COVID-19

COVID-19, Health and Tax Provisions in End-of-Year Omnibus Bill

https://www.groom.com/resources/president-signs-covid-19-health-and-tax-provisions-in-end-of-year-omnibus-bill/?utm_source=vuture&utm_medium=email&utm_campaign=coronavirus

“Health Transparency

The Act includes additional reforms aimed at transparency and plan and issuer compliance. They include:

Removing Gag Clauses on Price and Quality Information. The Act prohibits plans and issuers from entering into provider contracts that bar, directly or indirectly, the disclosure of provider-specific cost and quality information. The provision also prohibits contractual arrangements that prevent plans from accessing de-identified claims information.

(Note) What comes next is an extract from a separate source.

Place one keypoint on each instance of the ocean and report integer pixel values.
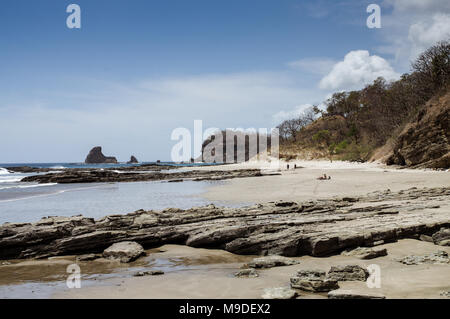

Disclosure of Broker/Consultant Compensation. The Act requires that brokers and consultants to group health plans disclose at the time of contracting any direct or indirect compensation that they will receive as a result of the services they provide to the plan. Issuers are required to disclose to individuals any direct or indirect broker compensation paid with respect to individual market coverage at the time of enrollment, and to report such information to the Secretary of HHS on an annual basis.

Strengthening Mental Health Parity Compliance. The Act requires that group health plans and health insurance issuers be able to provide to the Secretary of HHS, Secretary of DOL, or state insurance regulator, as applicable, within 45 days of enactment a detailed analysis regarding compliance with the Mental Health Parity and Addiction Equity Act’s (“MHPAEA’s”) nonquantitative treatment limitation (“NQTL”) rule. The Act further requires the Departments to develop a reporting process whereby this data is submitted to the Secretaries for evaluation of compliance.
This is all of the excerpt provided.